Né en 1973 à Bondy, Christian Guémy, alias C215, grandit dans un contexte familial douloureux. Orphelin très jeune, il est élevé par ses grands-parents après la mort de sa mère. Ce passé personnel forge une sensibilité profonde qui traversera toute son œuvre. Brillant élève, il poursuit des études d’histoire, d’histoire de l’art et d’architecture à la Sorbonne. Avant de devenir artiste, il travaille dans des secteurs variés — textile, mobilier, puis finance — tout en nourrissant une passion silencieuse pour le dessin et la peinture. Ce n’est qu’en 2006, à plus de trente ans, qu’il choisit d’emprunter pleinement la voie artistique et de s’exprimer dans l’espace public.
Vitry-sur-Seine
En s’installant à Vitry-sur-Seine, C215 découvre une ville ouverte à l’expérimentation artistique. Il y développe son langage visuel au pochoir, technique qu’il perfectionne jusqu’à en faire une signature.
Son objectif : rendre visibles les invisibles — enfants, sans-abris, anonymes — en plaçant leurs visages sur les murs de la ville. Très vite, il invite des artistes internationaux à peindre à Vitry, transformant la commune en un véritable musée à ciel ouvert. Cette initiative contribue à faire de la ville l’un des foyers majeurs du street art français. En parallèle, il participe à des projets collectifs, comme le MUR de Vitry ou des fresques dans le métro parisien, imposant peu à peu sa patte humaniste et poétique.

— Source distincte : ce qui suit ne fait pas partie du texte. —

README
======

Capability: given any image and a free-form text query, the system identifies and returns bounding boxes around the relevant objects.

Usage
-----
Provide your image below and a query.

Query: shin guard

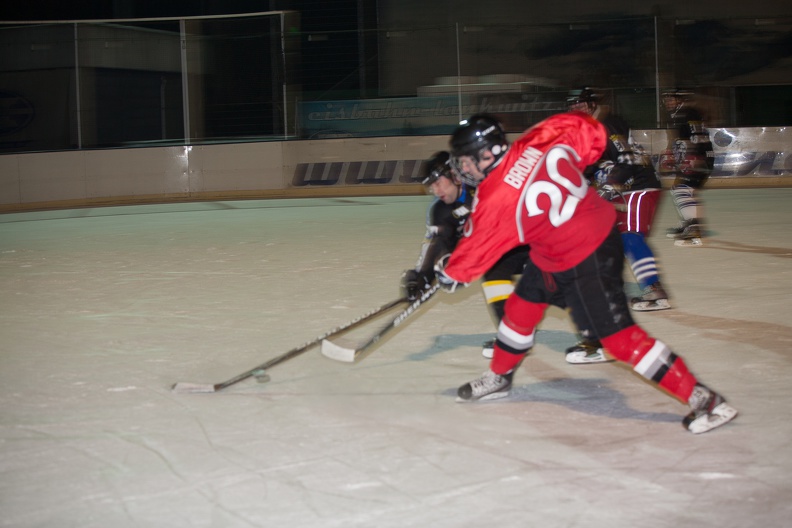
[602,325,696,402]
[490,295,547,375]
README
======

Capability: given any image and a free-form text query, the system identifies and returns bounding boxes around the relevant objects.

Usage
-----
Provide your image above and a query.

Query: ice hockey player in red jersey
[437,112,737,433]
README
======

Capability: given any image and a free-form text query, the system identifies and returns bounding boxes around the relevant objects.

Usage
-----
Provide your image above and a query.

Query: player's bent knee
[504,295,548,335]
[600,325,657,367]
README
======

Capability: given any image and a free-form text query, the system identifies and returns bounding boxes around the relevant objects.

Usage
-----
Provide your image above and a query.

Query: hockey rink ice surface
[0,189,792,528]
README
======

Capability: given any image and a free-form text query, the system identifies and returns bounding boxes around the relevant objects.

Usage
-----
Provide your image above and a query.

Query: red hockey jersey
[444,112,616,283]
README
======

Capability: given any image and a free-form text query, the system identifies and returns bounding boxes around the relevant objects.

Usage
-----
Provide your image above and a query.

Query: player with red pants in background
[437,112,737,433]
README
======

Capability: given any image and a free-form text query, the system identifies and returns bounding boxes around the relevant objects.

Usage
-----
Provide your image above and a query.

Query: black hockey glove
[435,254,467,293]
[401,270,432,301]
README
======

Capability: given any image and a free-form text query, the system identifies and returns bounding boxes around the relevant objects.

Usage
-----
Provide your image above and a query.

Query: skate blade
[456,391,509,403]
[688,402,737,434]
[632,299,671,312]
[674,237,704,247]
[565,350,613,365]
[171,381,215,394]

Des visages d’anonymes aux figures historiques
Au cœur du travail de C215 se trouve le portrait, qu’il considère comme une forme d’hommage et de reconnaissance. Sur les murs, les boîtes aux lettres ou les coffrets électriques, il représente des visages d’anonymes — enfants, sans-abris, passants oubliés — qu’il érige au rang de symboles. Mais l’artiste peint également des figures historiques et contemporaines : Christiane Taubira, Simone Veil, Jean Moulin, Aïcha Issadounène, ou encore Laurent Barthélémy, jeune migrant décédé en 2020. Chacun de ces portraits devient un acte de mémoire, une manière de redonner un visage à l’histoire et à la dignité humaine.
« Mes œuvres placent des invisibles au rang des célébrités. À travers ces visages, je souhaite que les passants se confrontent à leur propre humanité. »
Le pochoir comme langage universel
Le pochoir est le médium de prédilection de C215. Héritier du graffiti et du stencil art britannique, il en a fait une langue picturale universelle. Sa technique repose sur un jeu subtil de coupes fines, de contrastes et de superpositions, où chaque teinte renforce l’intensité du regard. Son travail va de la bichromie expressive aux compositions colorées et lumineuses, inspirées par les clairs-obscurs du Caravage, son maître spirituel. C215 transpose ainsi l’émotion et la lumière du tableau classique dans la rue contemporaine. Ses œuvres, toujours à échelle humaine, se distinguent par leur proximité avec le passant : il veut que chacun puisse ressentir immédiatement la force du visage qu’il croise.
L’humanité comme fil conducteur
Ce qui unit toute l’œuvre de C215, c’est sa foi en l’humanité. À travers les murs, il cherche à réparer symboliquement le tissu social en rendant visibles ceux que la société oublie. En choisissant la rue, il refuse les barrières institutionnelles et fait de l’espace public un musée accessible à tous.
Ses portraits ne sont jamais froids : ils respirent la tendresse, la douleur, la résistance ou la joie. Cette émotion brute crée une connexion directe entre l’œuvre et le spectateur, faisant de chaque mur un miroir de conscience. Le pochoir devient ainsi un outil de transmission et de mémoire collective, un acte poétique autant que politique.